Furcht vor dem Machtverlust
Schwäche zeigen, krank sein. Das kann Macht kosten, fürchten viele. 1989 muss der damalige Bundeskanzler und CDU-Chef Helmut Kohl um die Macht fürchten. Auf dem Parteitag in Bremen läuft ein Putsch gegen ihn. Kohl müsste eigentlich zum Arzt, hält aber unter starken Schmerzen durch und gewinnt den Machtkampf. Es ging wohl in seinen Augen nicht, zuzugeben, dass er krank ist.
So sieht es später auch Peter Struck, der Bundesverteidigungsminister von der SPD. Im Amt erleidet er einen Schlaganfall, den er sogar vor Kanzler Gerhard Schröder zunächst verheimlicht.
Merkels Zittern
Doch, dass die Kraft nicht reicht, lässt sich nicht immer verstecken. 2019 empfängt Bundeskanzlerin Angela Merkel den ukrainischen Präsidenten Wolodymyr Selenskyj. Militärische Ehren vor dem Kanzleramt. Als die deutsche Hymne gespielt wird und die Kameras auf Merkel gerichtet sind, beginnt sie zu zittern. Ihr gehe es gut und man müsse sich keine Sorgen machen, sagt sie kurz danach. Das Thema wird abgehakt, bis die Kanzlerin erneut zittert und sie bei den Hymnen nun sitzen bleibt.
Erst Jahre später - da ist sie nicht mehr im Amt - erklärt sich Merkel: Sie sei erschöpft gewesen nach dem Tod ihrer Mutter und habe zu wenig getrunken. "Und zum Schluss war es dann auch schon so eine Art Angst: Wenn überhaupt wieder so eine Situation auftrat."
Überzeugungstäter in der Politik
Auch Manuela Schwesig war krank.

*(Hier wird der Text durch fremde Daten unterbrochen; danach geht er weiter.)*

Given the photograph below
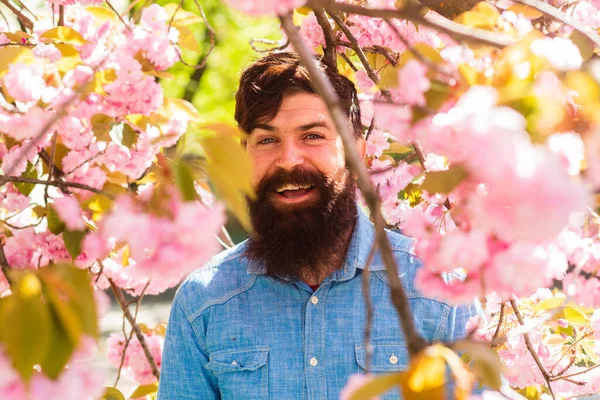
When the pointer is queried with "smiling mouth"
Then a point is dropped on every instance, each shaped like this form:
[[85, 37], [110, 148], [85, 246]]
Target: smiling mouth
[[294, 192]]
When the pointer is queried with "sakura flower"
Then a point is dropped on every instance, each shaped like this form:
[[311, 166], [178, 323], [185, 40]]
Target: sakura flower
[[24, 82], [561, 53], [265, 7]]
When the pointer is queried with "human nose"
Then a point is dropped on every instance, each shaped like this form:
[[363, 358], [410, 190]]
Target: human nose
[[290, 156]]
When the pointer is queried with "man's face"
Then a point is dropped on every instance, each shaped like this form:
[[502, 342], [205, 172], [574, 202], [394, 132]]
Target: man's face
[[301, 137], [305, 195]]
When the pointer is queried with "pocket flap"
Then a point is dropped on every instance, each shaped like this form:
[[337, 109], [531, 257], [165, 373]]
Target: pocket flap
[[385, 357], [238, 360]]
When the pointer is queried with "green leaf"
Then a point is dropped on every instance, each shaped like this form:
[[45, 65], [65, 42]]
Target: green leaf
[[585, 45], [55, 225], [72, 241], [184, 180], [144, 390], [378, 385], [122, 134], [60, 351], [26, 325], [14, 54], [486, 363], [65, 35], [443, 181], [575, 316], [112, 393], [101, 126], [229, 168], [30, 172]]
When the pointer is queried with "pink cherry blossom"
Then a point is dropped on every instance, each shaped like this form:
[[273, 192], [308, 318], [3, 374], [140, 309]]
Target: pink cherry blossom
[[265, 7], [24, 82], [413, 84]]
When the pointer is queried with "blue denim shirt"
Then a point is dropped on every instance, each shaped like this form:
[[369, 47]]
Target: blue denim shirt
[[235, 333]]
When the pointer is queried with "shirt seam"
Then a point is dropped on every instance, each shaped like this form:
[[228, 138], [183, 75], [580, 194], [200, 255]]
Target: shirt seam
[[223, 299]]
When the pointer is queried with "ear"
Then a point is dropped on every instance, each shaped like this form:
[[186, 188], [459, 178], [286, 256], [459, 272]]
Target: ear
[[361, 146]]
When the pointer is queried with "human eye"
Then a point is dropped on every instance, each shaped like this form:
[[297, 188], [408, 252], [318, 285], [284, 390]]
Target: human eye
[[266, 141], [313, 136]]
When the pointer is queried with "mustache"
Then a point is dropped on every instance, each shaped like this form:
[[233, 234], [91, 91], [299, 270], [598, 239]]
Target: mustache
[[296, 176]]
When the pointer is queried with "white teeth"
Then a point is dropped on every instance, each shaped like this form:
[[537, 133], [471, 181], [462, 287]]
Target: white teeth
[[292, 187]]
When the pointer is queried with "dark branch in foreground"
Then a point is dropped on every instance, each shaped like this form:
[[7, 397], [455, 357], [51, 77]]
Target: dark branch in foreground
[[62, 185], [415, 343], [413, 13]]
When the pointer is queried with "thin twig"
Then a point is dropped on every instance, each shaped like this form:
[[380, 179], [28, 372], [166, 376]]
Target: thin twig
[[118, 15], [138, 333], [60, 184], [270, 42], [529, 346], [27, 23], [564, 18], [330, 55], [413, 13], [360, 53], [500, 321], [557, 378], [415, 343]]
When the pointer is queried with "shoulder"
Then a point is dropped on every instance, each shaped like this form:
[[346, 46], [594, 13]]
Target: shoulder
[[222, 278]]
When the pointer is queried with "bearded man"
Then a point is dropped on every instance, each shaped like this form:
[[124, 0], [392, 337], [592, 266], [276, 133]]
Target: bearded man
[[282, 315]]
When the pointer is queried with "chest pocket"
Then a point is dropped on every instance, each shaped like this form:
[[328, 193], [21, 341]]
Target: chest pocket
[[242, 374], [386, 358]]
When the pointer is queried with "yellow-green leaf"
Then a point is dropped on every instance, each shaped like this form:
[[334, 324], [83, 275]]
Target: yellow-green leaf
[[229, 167], [65, 35], [444, 181], [26, 325], [575, 316], [187, 40], [55, 225], [102, 14], [182, 17], [144, 390], [184, 180], [527, 11], [377, 386], [111, 393], [486, 363], [14, 54]]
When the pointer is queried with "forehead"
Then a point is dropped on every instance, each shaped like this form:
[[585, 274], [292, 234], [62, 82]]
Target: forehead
[[299, 109]]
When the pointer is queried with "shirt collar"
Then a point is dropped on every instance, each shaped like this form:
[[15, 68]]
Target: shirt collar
[[356, 255]]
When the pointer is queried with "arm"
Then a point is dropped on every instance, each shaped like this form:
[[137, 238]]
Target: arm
[[183, 372]]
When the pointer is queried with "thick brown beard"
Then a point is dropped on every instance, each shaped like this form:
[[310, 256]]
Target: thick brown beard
[[303, 240]]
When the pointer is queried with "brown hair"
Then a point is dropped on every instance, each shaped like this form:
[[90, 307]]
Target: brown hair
[[265, 83]]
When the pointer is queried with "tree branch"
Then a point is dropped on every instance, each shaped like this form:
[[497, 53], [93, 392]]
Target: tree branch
[[564, 18], [27, 23], [60, 184], [330, 39], [545, 373], [138, 333], [413, 13], [415, 343]]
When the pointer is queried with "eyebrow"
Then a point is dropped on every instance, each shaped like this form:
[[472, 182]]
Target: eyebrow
[[301, 128]]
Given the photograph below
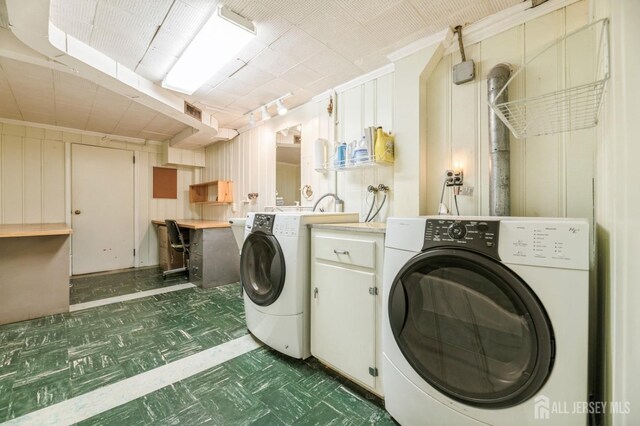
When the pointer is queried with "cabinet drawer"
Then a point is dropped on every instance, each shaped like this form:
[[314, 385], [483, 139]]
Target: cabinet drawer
[[164, 255], [347, 251], [163, 238], [196, 241]]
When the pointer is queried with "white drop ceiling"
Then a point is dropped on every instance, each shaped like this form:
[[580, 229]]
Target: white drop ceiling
[[303, 46]]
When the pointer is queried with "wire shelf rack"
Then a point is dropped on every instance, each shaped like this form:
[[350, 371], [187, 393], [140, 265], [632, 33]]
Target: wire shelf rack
[[573, 108]]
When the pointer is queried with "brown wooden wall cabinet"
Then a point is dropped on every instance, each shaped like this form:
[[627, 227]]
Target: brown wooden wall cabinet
[[213, 192]]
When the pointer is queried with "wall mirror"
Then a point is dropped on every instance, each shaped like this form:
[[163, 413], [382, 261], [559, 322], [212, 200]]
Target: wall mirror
[[288, 142]]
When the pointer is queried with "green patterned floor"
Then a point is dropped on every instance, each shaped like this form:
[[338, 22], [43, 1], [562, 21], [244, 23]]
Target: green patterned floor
[[259, 388], [52, 359], [95, 287]]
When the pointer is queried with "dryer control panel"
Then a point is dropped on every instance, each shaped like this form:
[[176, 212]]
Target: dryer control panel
[[264, 223], [477, 235]]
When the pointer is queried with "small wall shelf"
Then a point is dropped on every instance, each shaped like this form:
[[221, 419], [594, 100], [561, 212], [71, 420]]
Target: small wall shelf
[[215, 192], [362, 163]]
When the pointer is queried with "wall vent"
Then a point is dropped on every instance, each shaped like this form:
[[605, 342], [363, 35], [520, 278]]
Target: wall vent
[[192, 111]]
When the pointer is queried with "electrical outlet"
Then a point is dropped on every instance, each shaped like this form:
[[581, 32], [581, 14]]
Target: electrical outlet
[[466, 190], [453, 178]]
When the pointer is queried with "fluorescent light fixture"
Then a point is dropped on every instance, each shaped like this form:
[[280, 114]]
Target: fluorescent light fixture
[[265, 113], [282, 110], [222, 37]]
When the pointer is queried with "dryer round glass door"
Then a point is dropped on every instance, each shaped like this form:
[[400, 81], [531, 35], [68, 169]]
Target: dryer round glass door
[[471, 328], [262, 269]]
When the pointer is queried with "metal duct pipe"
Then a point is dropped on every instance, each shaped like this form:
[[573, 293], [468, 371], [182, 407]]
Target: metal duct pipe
[[499, 166]]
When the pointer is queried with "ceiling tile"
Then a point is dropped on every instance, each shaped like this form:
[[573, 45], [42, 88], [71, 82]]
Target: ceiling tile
[[354, 43], [186, 18], [128, 51], [269, 26], [327, 22], [39, 117], [398, 22], [226, 71], [151, 11], [73, 80], [283, 8], [365, 10], [253, 76], [235, 86], [170, 42], [62, 11], [273, 62], [251, 50], [301, 75], [297, 44], [327, 62]]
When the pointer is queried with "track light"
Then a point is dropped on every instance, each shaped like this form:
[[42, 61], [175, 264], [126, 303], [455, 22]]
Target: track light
[[265, 113], [282, 110]]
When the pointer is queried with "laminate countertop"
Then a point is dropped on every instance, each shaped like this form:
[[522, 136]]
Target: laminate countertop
[[34, 230], [196, 223], [377, 227]]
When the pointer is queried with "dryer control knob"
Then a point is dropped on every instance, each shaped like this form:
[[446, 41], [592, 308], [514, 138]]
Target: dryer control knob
[[457, 231]]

Mit Krebs zieht sie sich 2019 aus der Bundespolitik zurück. Und bleibt Ministerpräsidentin von Mecklenburg-Vorpommern. Der Rücktritt von Kühnert lässt sie nicht kalt. Sie spricht in der ARD-Sendung maischberger von Überzeugungstätern in der Politik. "Man muss sich das so vorstellen, wie mit einem Fußallverein. Vielleicht nicht inhaltlich vergleichbar, sondern vom Gefühl her."
Überzeugungstäter, das war der CDU-Politiker Tauber. Wer in die Politik gehe, müsse robust sein, das sagt auch er. Aber er gibt zu, nicht wirklich geahnt zu haben, was auf ihn zukommt. "Da hätte es mir geholfen, wenn bei meiner ersten Wahl in den Deutschen Bundestag mir einer nicht nur gezeigt hätte, wo steht der Kopierer".
Besser wäre Ehrlichkeit gewesen. Zu sagen: Wie viel Zeit der Job als Berufspolitiker koste und dass man ständig beobachtet werde. "Du musst lernen, dir selbst Pausen zu geben, weil die Politik macht keine Pause", sagt er. Wichtig sei es, auf sich selbst zu achten. Tauber hat das gemacht. Führt heute ein anderes Leben - jenseits der Politik. Eine Rückkehr in die erste Reihe plant er nicht.